The Falla is bookended first by the Ravel G-major, a scintillating and sensitive account from all concerned, beginning with a whip-crack to set in motion this glittering, jazzy and lyrical work. Osborne brings brilliance and insouciance to the outer movements, vividly supported by the BBC Scottish Symphony Orchestra and Ludovic Morlot and graced by a recording that offers exact balance and doesn’t miss even the smallest detail. A highpoint (of many) comes in the first movement where Osborne’s delicate yet expressive trills (6’11”-6’37”) speak volumes and are right up there with my yardstick recording, that of Samson François. In the slow movement, in which it could be said Mozart meets Saint-Saëns and Fauré, if with Ravel remaining his inimitable self, pianist, conductor and orchestra gently ravish the senses. The Finale goes like the wind without poise and shape being compromised.
Musically, the Left-Hand Concerto offers a polar-extreme contrast to its sibling, and it’s also one of Ravel’s greatest masterpieces, from the slithery double basses and beast-growling contrabassoon at the start to the goose-stepping coda. It was written for Paul Wittgenstein, who as an Austrian soldier in World War One lost his right arm. Ravel’s writing finds pathos, seismic orchestral outbursts, subterranean if jazz-tinged marches, a touch of Mother Goose-like fantasy and a pianistic range that belies the use of one hand. Osborne’s power and compassion, the latter quality to the fore in the culminating cadenza, offers a library-choice version that is partnered intensely and with a wide dynamic range by Morlot.

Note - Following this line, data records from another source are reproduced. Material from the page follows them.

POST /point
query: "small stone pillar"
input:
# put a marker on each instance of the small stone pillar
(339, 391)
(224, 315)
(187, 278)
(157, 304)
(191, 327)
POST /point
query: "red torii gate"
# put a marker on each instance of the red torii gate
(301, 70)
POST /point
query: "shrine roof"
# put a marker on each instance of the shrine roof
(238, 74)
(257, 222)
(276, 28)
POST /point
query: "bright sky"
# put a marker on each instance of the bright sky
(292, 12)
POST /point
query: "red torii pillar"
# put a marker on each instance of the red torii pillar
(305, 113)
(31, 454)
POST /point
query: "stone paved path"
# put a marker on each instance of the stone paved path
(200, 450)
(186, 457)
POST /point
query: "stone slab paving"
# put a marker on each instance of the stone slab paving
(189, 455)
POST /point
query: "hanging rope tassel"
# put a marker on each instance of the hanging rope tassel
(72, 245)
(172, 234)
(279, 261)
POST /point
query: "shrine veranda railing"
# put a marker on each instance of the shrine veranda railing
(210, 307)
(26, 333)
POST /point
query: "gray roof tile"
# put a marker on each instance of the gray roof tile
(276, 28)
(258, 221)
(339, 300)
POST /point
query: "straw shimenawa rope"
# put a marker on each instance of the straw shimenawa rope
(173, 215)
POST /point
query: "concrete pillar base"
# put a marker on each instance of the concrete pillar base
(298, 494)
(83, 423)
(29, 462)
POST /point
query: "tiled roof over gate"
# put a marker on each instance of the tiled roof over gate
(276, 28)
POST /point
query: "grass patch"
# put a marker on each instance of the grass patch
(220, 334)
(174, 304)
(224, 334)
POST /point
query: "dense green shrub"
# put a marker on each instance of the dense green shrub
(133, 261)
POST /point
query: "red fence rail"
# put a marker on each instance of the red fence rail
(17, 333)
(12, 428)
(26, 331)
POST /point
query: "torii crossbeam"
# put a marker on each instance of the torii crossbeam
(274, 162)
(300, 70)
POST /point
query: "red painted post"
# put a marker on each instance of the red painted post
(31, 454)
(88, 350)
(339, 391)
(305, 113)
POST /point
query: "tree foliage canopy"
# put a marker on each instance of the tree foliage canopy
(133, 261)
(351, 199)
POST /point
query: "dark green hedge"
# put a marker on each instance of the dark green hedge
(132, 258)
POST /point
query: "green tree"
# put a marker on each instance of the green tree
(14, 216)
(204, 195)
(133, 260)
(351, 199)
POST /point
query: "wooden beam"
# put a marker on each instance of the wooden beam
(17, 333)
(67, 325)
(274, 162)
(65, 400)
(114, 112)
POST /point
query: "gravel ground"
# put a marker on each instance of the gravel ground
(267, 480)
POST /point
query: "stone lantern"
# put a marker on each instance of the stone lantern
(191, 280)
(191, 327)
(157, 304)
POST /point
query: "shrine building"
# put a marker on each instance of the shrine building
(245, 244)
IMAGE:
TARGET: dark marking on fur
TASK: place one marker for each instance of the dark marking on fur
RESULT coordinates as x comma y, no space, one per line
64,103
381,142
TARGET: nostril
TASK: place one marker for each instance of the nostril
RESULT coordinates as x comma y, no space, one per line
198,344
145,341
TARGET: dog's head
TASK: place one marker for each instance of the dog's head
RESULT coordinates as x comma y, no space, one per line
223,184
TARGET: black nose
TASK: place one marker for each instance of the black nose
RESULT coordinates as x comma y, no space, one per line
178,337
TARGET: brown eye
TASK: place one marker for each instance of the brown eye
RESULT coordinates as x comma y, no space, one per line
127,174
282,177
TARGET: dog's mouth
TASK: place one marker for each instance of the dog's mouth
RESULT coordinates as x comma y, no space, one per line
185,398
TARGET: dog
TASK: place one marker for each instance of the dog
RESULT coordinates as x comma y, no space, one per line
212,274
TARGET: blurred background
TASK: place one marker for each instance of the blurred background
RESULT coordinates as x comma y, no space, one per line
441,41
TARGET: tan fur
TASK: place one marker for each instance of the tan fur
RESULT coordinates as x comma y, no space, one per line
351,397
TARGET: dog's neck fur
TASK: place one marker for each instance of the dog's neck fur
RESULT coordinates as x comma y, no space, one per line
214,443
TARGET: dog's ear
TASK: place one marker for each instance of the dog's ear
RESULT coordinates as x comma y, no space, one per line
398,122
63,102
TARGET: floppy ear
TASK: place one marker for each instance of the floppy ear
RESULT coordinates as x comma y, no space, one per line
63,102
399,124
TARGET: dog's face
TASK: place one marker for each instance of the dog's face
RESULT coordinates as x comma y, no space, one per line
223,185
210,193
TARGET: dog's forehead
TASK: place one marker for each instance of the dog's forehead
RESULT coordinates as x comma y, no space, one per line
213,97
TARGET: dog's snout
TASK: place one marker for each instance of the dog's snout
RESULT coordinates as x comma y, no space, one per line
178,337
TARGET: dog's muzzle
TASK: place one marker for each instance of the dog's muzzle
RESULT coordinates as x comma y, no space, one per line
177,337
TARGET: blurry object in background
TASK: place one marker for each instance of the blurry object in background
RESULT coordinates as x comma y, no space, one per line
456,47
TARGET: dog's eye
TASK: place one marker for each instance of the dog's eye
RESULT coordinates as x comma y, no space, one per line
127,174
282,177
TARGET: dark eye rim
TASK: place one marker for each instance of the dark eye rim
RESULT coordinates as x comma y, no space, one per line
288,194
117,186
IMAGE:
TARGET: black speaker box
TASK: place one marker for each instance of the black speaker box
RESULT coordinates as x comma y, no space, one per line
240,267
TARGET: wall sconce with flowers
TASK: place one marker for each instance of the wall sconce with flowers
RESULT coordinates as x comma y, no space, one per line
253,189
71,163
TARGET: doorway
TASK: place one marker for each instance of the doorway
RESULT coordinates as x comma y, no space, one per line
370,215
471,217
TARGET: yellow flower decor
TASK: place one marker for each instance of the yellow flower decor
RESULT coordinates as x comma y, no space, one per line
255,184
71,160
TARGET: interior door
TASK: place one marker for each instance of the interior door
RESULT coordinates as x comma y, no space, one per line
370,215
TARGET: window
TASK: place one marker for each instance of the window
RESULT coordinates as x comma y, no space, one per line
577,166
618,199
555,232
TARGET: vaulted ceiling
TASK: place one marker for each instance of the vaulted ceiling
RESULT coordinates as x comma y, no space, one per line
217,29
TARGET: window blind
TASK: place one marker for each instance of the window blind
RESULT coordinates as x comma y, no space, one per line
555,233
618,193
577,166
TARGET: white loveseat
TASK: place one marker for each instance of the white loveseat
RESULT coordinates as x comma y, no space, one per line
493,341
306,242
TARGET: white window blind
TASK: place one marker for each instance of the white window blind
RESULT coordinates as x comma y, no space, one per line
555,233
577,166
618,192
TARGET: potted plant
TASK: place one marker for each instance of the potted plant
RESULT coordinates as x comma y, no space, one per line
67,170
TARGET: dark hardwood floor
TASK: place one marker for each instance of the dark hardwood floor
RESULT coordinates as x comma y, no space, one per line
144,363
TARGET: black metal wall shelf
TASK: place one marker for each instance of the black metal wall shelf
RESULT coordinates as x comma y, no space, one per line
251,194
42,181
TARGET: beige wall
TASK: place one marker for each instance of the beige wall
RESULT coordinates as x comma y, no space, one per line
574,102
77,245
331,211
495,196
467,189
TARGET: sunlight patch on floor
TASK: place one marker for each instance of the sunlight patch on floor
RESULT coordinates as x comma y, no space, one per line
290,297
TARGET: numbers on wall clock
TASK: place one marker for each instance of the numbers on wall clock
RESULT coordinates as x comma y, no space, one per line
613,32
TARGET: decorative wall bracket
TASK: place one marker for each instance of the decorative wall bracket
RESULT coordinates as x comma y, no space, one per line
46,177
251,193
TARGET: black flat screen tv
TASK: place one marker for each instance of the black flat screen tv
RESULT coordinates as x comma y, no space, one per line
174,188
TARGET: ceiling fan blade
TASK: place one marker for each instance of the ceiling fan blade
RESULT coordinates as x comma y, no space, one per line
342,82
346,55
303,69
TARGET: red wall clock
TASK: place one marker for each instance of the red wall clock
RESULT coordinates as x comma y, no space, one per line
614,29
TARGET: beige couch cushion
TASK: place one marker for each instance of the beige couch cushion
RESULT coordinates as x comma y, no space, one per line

In all honesty, Nights in the Gardens of Spain isn’t going to feature on my desert-island list, but I admire Falla’s craftsmanship, individuality and ability here to paint nocturnal and scented pictures. This performance is atmospheric and suggestive, Osborne and Morlot (Nights is more for orchestra with piano) conjuring an intoxicating impressionism that finds, for me, more in this three-movement score than hitherto, especially the outer ones—the second always makes an immediate appeal—and further recognition that this is an outstanding release in every way.